Nessuna nuova missione militare italiana nello Stretto di Hormuz. Non ora, non senza una «tregua vera» e non senza il voto del Parlamento. Antonio Tajani e Guido Crosetto davanti alle commissioni Esteri e Difesa di Camera e Senato provano a tenere insieme i due piani della strategia del governo per fronteggiare la crisi internazionale: da un lato la rassicurazione alle Camere, dall’altro la necessità di prepararsi a un possibile intervento internazionale per ripristinare la libertà di navigazione in uno degli snodi più delicati del commercio mondiale.

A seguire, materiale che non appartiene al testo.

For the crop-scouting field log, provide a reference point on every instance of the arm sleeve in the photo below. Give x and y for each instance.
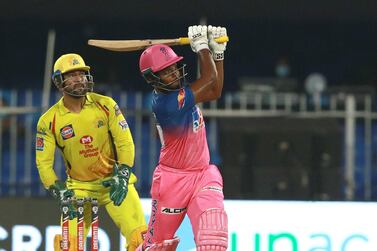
(45, 150)
(122, 137)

«Non siamo qui per chiedere di autorizzare una nuova missione militare nel Golfo», chiarisce subito il ministro degli Esteri. L’obiettivo, spiega Tajani, è «condividere con il Parlamento, nel quadro di un confronto aperto e trasparente, l’impegno del Governo per la pace» e il percorso che «potrebbe portare a un nostro impegno nella coalizione internazionale per il ripristino della libertà di navigazione nello Stretto». Ma con una condizione netta: «Un impegno che potrà concretizzarsi, lo sottolineo con chiarezza, solo dopo la cessazione definitiva delle ostilità».

Gli fa eco Crosetto: un’operazione del genere richiederebbe «prima una vera tregua, poi una cornice giuridica e infine l’autorizzazione del Parlamento». Il governo, aggiunge, si muove «all’interno delle prerogative attribuite al ministro della Difesa nel quadro delle missioni militari all’estero già autorizzate dalle Camere». Una comunicazione preventiva, dunque, «anche se non vi era l’obbligo», fatta «con la massima trasparenza» sulle misure prudenziali che l’esecutivo sta predisponendo.